I'm looking for help as to how to track down the war time service of a relation George Innes of Macduff. He is believed to have been the skipper of two 'tramp steamers' both of which were destroyed by enemy action. Beyond that we have no info. After the war he returned to the fishing.
Could you please tell me where and how I might identify the detail. I've found lists of boats lost but they offer no details of the officers and crew.
I'd really appreciate any help anyone can give me.
Douglas


----------



## Nick Balls (Apr 5, 2008)

I'm sure you will get some good information from others on this site Douglas. You may have already read the recently written book 'The Real Cruel Sea' by Richard Woodman but if not this is probably the best overall reference to the events you are trying to find out about. I did check the index but found no specific mention of George Innes.
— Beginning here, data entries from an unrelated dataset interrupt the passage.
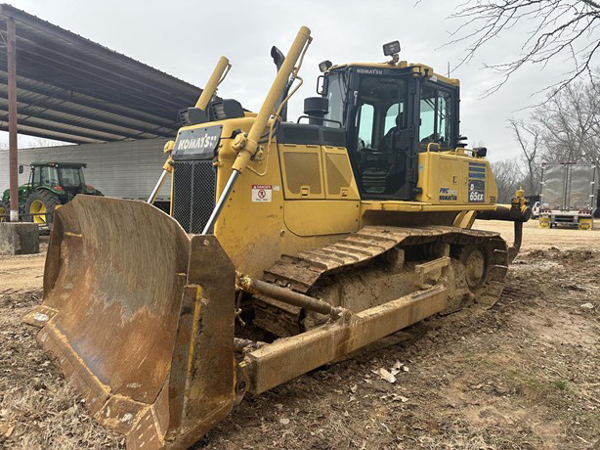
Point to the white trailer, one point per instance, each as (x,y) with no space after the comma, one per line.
(568,195)
(124,169)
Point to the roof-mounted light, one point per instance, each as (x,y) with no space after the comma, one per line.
(325,66)
(391,48)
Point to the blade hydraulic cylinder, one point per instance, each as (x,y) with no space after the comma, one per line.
(157,186)
(217,76)
(247,145)
(213,82)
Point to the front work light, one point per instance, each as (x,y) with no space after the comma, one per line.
(391,48)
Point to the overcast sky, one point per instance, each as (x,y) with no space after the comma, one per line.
(186,38)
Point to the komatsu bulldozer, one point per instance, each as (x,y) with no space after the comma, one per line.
(288,246)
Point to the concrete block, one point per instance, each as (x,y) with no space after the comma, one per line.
(19,238)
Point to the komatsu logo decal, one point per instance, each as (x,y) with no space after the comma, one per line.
(476,191)
(477,172)
(204,142)
(197,143)
(448,195)
(370,71)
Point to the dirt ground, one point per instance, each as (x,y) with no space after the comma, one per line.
(521,375)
Have you talked to Peterhead maritime heritage centre ? The illustrious history of some of these folk is something else and not always well do***ented


----------



## Roger Griffiths (Feb 10, 2006)

Hello Douglas,
l would have thought that one of the mods would have moved your post to a more appropriate board. No matter.
Take a look at these leaflets from the National Archives
http://www.nationalarchives.gov.uk/catalogue/RdLeaflet.asp?sLeafletID=128

http://www.nationalarchives.gov.uk/catalogue/RdLeaflet.asp?sLeafletID=131&j=1

come back if you have any questions.

Roger


----------



## Douglas Paterson (May 2, 2010)

*Thanks*

Thanks folks. Could you point me to more appropriate boards please because this is a new area of research for me.
Douglas


----------